De zaterdag voorafgaand aan Pinksteren is het luilak. De winterduivel werd verjaagd en men vierde het weer tot bloei komen van de natuur. Het verhaal gaat terug naar de jaren ’20 en ’30 van de vorige eeuw. Joelend ging men met pannen, met lege blikjes aan je fiets door de straten of belletje lellen in het holst van de nacht om langslapers of luilakken wakker te maken. Men zong hierbij luilakliedjes. Het was een onschuldige traditie in het westen van Nederland die in de jaren ’50 en ’60 ontspoorde met vernielingen en brandstichting. De stad Amsterdam loste dit op door zelf activiteiten te gaan organiseren en zo kon je om 5 uur ’s ochtends naar de film.

Wie als laatste uit zijn bed kwam deze zaterdag moest trakteren: “Luilak, slaapzak’, klonk het overal, ‘beddejak, kermispop, staat om negen ure op”. Ook degene die te laat op het werk was moest eraan geloven, degene die als laatste zijn kraam klaar had op de markt of de dienstmeid die als laatste klaar was met mattenkloppen.

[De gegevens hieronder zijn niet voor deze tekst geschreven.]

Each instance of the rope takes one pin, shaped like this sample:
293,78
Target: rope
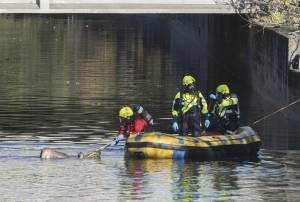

Ergens is men toen begonnen met het maken van zogenaamde luilakbollen. Broodjes gevuld met stroop of broodjes met suiker die warm gegeten moesten worden. Als ze klaar waren dan blies de bakker op zijn hoorn, zodat de mensen wisten dat ze warm waren (zie je het voor je? dat Ronald iedere keer op een hoorn blaast als er warm worstenbrood is?!). Voor de luilakken, de laatkomers gold: ‘Die den Backer vergeeten, sullen wis gheen bollen eeten.’

Er ontstonden verschillende varianten van de bollen, waarbij men de maat niet zo nauw nam. In 1652 werden ze fijner en kwamen er eisen aan grootte en gewicht en werden ze ‘fijntjes’ genoemd. Broodwegers moesten toezien op gewicht en kwaliteit. In 1748 was er een zogenaamde bollenoproer toen verschillende bakkers zich niet aan het gewicht hielden. Overigens moeten wij dit ook! Ieder brood, pistolet, sandwich heeft een bepaald gewicht waaraan we ons moeten houden en waar ook controles op zijn.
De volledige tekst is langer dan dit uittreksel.